NAISSANCE D’UNE NATION
★★★ Le Collectionneur
de serpents, de Jurica Pavicic, Agullo, 192 p., 12,90 €. Traduit du croate par Olivier Lannuzel.
Troisième ouvrage de Jurica Pavicic publié en France, après les romans L’Eau rouge et La Femme du deuxième étage, Le Collectionneur de serpents confirme le talent de l’écrivain croate, mais cette fois dans le registre – trop rare aujourd’hui – de la nouvelle. Les cinq histoires composant le livre dressent le portrait de la Croatie au temps des conflits qui déchirèrent l’ex-Yougoslavie (1991-1995) et durant l’après-guerre.

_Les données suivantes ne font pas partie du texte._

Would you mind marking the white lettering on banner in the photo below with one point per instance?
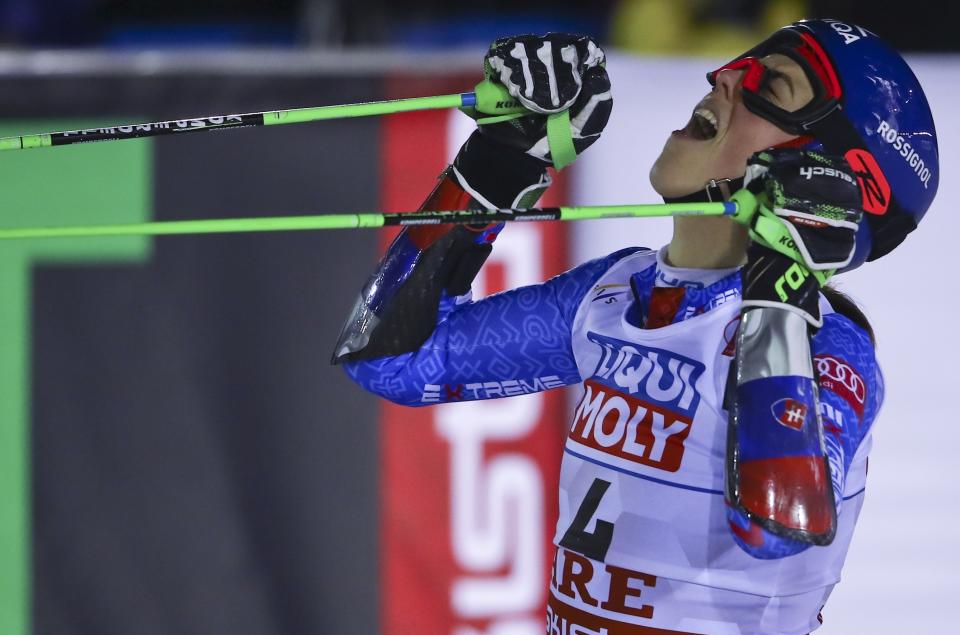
(496, 501)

Des jeunes gens ordinaires à peine sortis de l’enfance qui se retrouvent face à trois prisonniers ennemis, un appartement rempli de chapelets qu’il s’agit de vendre, deux frères que la paix a séparés, un « héros national » criminel de guerre rattrapé par la justice : les motifs développés par Pavicic sont aussi simples que percutants.

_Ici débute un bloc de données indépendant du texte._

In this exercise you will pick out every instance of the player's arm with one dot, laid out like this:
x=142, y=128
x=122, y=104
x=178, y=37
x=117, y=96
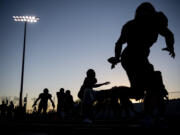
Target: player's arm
x=118, y=47
x=166, y=33
x=169, y=38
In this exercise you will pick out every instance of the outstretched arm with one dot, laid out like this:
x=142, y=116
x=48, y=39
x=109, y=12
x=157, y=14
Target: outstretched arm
x=169, y=38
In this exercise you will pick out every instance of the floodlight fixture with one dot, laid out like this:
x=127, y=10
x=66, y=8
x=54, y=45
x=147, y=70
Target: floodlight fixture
x=31, y=19
x=25, y=19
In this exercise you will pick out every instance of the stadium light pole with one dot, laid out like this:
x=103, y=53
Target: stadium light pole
x=25, y=19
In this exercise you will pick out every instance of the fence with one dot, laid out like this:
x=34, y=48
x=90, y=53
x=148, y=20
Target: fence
x=30, y=101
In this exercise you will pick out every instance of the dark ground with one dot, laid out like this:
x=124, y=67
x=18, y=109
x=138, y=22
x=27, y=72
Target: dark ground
x=49, y=127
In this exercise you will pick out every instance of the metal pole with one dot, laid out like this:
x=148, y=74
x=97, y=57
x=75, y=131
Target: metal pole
x=22, y=71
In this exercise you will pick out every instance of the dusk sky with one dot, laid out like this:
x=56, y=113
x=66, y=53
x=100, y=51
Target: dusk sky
x=71, y=37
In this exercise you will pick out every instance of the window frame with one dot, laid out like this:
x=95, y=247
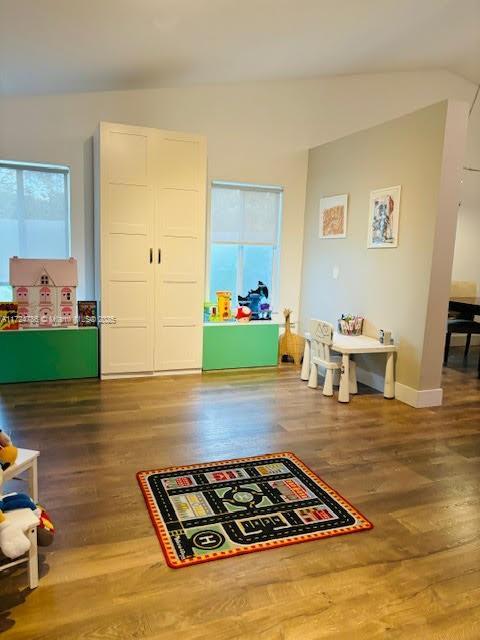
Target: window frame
x=20, y=168
x=247, y=186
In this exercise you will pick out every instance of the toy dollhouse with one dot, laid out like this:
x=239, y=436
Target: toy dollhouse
x=45, y=291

Loin de récits édifiants à la gloire du nationalisme croate, les nouvelles du Collectionneur de serpents distillent un désenchantement altier. L’époque où tout paraissait simple, où « les bons et les méchants étaient séparés par cinquante mètres de maquis », a laissé place à des regrets et à des ruines. À l’image de maisons abandonnées pour lesquelles on s’était battu : « Quelqu’un, quelque chose les avait autrefois dévastées : la faim ou les gendarmes, une religion ou l’autre, cette guerre ou la précédente. » ailleurs, une tranchée sous un chêne a dû rester intacte, « comme un mémorial d’une guerre lointaine et stupide ». écriture au cordeau, sens de la dramaturgie, chutes laconiques : tout est réussi dans ce très beau recueil.